Advertisement

Tamara Hareven, 65; Professor and Writer on Family Studies

Share
From a Times Staff Writer

Tamara Kern Hareven, a historian whose interest in the family ranged from the effects of industrialization to the silk-weaving tradition, has died. Hareven, who was 65, died Oct. 18 in a hospital in Newark, Del., of kidney disease, according to a family friend, Perry F. Goldlust.

Hareven, who was Unidel professor of family studies and history at the University of Delaware in Newark, began studying the family at the Amoskeag Mills in Manchester, N.H. Her book stemming from that study -- “Amoskeag: Life and Work in an American City”(1978) -- was praised at the time by Benjamin DeMott in the Atlantic magazine as “no-frills history, solid and grainy.”

“Yet the lives here recorded do breathe -- attain, indeed, considerable cumulative impact before the end,” DeMott said. The book won the New England Oral History Assn. Award.

Advertisement

Hareven doubted myths popular before the 20th century regarding the family as a social institution. For example, she questioned the American nostalgia for the idea that three generations -- parents, children and grandparents -- had once routinely lived under one roof and that industrialization had robbed them of this happy model. Hareven said grandparents survived only rarely to even know their grandchildren.

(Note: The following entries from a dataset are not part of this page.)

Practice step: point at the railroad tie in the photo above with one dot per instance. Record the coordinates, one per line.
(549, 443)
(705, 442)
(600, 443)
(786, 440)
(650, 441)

She also promoted the idea of families once again offering lodging to others, a common arrangement in the United States in the 19th century that died away with the availability of housing and the move toward privacy.

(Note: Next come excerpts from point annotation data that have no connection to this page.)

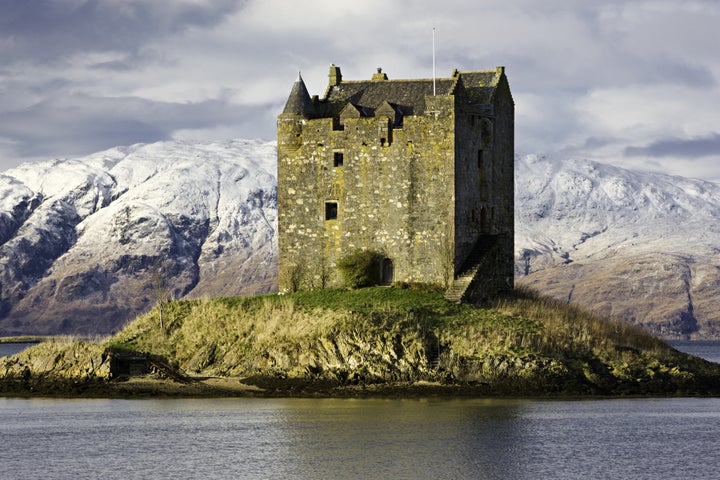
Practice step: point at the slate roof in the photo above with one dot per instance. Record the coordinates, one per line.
(407, 97)
(299, 101)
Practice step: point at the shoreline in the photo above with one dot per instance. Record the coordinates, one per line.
(149, 386)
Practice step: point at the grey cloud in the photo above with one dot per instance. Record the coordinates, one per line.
(41, 31)
(81, 125)
(677, 147)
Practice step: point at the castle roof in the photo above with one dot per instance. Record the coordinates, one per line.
(407, 97)
(299, 101)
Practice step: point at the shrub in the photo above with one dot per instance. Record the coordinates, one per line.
(361, 268)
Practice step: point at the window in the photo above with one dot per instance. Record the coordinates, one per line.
(330, 210)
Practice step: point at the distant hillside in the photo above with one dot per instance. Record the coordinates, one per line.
(641, 246)
(86, 244)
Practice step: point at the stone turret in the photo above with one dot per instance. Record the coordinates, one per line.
(299, 102)
(418, 171)
(298, 109)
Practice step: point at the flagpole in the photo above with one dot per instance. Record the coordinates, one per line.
(434, 90)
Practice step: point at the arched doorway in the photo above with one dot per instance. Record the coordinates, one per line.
(387, 270)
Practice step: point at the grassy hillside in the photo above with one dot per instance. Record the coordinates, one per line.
(383, 340)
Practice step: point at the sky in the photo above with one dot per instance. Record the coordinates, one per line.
(631, 83)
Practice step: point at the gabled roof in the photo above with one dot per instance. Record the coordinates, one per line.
(407, 97)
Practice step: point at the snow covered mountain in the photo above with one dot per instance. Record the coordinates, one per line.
(641, 246)
(85, 243)
(88, 243)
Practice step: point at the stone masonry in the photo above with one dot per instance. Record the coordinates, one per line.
(420, 171)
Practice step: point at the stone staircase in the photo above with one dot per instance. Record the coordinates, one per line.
(461, 283)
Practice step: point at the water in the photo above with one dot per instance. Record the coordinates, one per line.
(707, 349)
(369, 439)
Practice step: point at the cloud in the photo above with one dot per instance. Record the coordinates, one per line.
(80, 124)
(42, 31)
(679, 147)
(608, 80)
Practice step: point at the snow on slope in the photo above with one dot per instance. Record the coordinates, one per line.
(81, 240)
(638, 245)
(84, 238)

“We’re now seeing the limitations to privacy, how it isolates the elderly,” she told the Associated Press in 1980. “They’re willing to trade privacy for companionship.” The elderly could help young families and give children the opportunity to learn from older people, she said.

She also studied divorce in China and silk weavers in Japan, France and Austria, especially the way their skills were passed down from one generation to the next. Her book on that topic, “The Silk Weavers of Kyoto: Family and Work in a Changing Traditional Society,” is due from the University of California Press this month.

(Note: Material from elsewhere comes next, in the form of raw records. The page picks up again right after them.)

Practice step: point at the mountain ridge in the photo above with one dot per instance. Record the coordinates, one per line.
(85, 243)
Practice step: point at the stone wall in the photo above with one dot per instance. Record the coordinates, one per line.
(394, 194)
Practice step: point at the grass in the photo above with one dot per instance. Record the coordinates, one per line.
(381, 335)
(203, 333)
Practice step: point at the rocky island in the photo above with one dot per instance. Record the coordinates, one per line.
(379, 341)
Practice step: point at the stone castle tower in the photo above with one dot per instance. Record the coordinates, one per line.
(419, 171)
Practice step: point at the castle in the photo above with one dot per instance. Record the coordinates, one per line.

Her other books on the family include “Family Time and Industrial Time: The Relationship Between the Family and Work in a New England Industrial Community” (1982). She also was editor of many other books on the family and kinship.

Hareven was born May 10, 1937, in Romania, where she and her parents were imprisoned by the Nazis during World War II. All survived and moved to Israel when the war was over.

Advertisement

She received her bachelor’s degree from Hebrew University of Jerusalem, her master’s from the University of Chicago and her doctorate from Ohio State University. She was a senior Fulbright fellow to India in 1978 and to Japan in 1987.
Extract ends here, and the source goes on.